En matière de migrations, une politique cohérente implique la reconnaissance des liens entre les migrations et les politiques de l'Union européenne, telles le commerce ou le développement. Un nécessaire engagement à la solidarité internationale en découle logiquement, par la création de structures et de règles internationales au service d'un développement mondial solidaire. Le groupe traitant de l'environnement et de l’agriculture ne dit malheureusement rien des effets nocifs des subventions de la politique agricole commune sur la situation des paysans des pays en voie de développement : ils sont concurencés dans la vente de leurs productions par des compétiteurs subventionnés.

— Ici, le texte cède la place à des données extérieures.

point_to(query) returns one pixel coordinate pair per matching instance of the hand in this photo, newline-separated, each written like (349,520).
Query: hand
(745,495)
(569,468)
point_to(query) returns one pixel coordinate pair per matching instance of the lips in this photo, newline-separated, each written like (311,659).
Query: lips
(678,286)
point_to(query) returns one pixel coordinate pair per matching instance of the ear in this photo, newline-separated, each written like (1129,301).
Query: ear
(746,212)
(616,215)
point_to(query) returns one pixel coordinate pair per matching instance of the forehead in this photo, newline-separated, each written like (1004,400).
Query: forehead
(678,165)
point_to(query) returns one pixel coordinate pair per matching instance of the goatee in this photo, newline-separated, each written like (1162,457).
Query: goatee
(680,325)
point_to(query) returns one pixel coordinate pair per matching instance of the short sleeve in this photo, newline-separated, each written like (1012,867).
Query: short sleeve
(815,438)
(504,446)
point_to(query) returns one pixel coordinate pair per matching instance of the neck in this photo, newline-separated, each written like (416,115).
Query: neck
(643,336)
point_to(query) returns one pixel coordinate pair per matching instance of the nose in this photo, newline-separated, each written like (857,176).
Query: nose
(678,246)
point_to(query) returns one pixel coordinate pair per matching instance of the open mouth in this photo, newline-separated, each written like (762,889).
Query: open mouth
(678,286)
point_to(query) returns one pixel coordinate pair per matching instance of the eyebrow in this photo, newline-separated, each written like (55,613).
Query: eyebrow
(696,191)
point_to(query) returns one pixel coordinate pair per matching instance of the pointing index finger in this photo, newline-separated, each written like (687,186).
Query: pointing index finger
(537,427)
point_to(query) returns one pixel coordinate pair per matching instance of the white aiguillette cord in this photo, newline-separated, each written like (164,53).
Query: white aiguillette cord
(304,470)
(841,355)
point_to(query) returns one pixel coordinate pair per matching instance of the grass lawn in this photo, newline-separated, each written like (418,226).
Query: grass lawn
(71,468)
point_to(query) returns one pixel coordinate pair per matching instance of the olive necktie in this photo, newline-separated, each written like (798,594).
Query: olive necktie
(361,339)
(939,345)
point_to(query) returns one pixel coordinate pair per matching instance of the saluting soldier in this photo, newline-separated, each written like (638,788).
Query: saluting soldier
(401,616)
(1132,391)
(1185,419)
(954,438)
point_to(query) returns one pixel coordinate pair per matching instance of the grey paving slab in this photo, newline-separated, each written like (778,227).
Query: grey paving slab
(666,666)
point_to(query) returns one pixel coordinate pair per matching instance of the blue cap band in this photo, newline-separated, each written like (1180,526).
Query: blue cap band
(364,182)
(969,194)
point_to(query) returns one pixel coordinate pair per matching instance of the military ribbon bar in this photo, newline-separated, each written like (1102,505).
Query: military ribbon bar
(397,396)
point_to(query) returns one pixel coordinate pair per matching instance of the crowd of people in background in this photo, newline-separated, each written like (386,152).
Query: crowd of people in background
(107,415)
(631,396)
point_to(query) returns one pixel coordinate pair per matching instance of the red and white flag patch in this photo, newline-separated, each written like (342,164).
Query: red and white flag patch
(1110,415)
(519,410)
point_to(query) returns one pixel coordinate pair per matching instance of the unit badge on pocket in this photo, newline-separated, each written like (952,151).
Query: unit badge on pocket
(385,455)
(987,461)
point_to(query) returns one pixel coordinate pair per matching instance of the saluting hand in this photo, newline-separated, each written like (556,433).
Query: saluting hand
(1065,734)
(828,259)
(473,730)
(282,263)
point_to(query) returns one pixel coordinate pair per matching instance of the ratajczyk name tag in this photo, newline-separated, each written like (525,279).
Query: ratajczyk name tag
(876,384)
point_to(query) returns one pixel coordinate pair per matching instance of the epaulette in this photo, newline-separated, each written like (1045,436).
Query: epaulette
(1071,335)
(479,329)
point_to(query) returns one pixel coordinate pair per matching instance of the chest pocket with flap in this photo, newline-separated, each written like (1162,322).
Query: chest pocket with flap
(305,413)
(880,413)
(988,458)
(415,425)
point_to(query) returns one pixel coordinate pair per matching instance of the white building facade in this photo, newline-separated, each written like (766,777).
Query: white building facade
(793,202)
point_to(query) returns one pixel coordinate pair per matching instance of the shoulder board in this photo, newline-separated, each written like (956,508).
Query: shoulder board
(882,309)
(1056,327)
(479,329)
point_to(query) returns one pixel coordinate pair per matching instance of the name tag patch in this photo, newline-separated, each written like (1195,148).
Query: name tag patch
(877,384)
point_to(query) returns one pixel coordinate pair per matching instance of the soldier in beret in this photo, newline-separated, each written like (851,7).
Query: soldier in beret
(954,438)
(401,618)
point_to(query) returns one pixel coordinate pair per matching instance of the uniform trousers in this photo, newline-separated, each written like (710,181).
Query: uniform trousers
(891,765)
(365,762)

En matière de droits de l'homme, l'Union doit soutenir la toute nouvelle Cour pénale internationale. Le respect des droits de l'homme nécessite la transparence et la responsabilité des institutions ainsi qu’une politique d'égalité des sexes. Mais dans l'ensemble les droits humains sont abordés d'un point de vue surtout national d'abord.

Plusieurs intervenants ont émis des avis contradictoires quant à la nécessité de faire référence à la tradition chrétienne dans le futur traité constitutionnel.

Plus largement, l'Union européenne est vue comme une Union de valeurs ; leur protection et leur promotion doivent être placées au cœur des politiques européennes internes et externes. Il faut encourager les actions qui développent un sentiment d'appartenance culturelle européen.

Les débats ne font que commencer, mais ils sont bien engagés. Cette collaboration entre l’Union européenne et la société civile participe à la fabrication de plus de bonne Europe.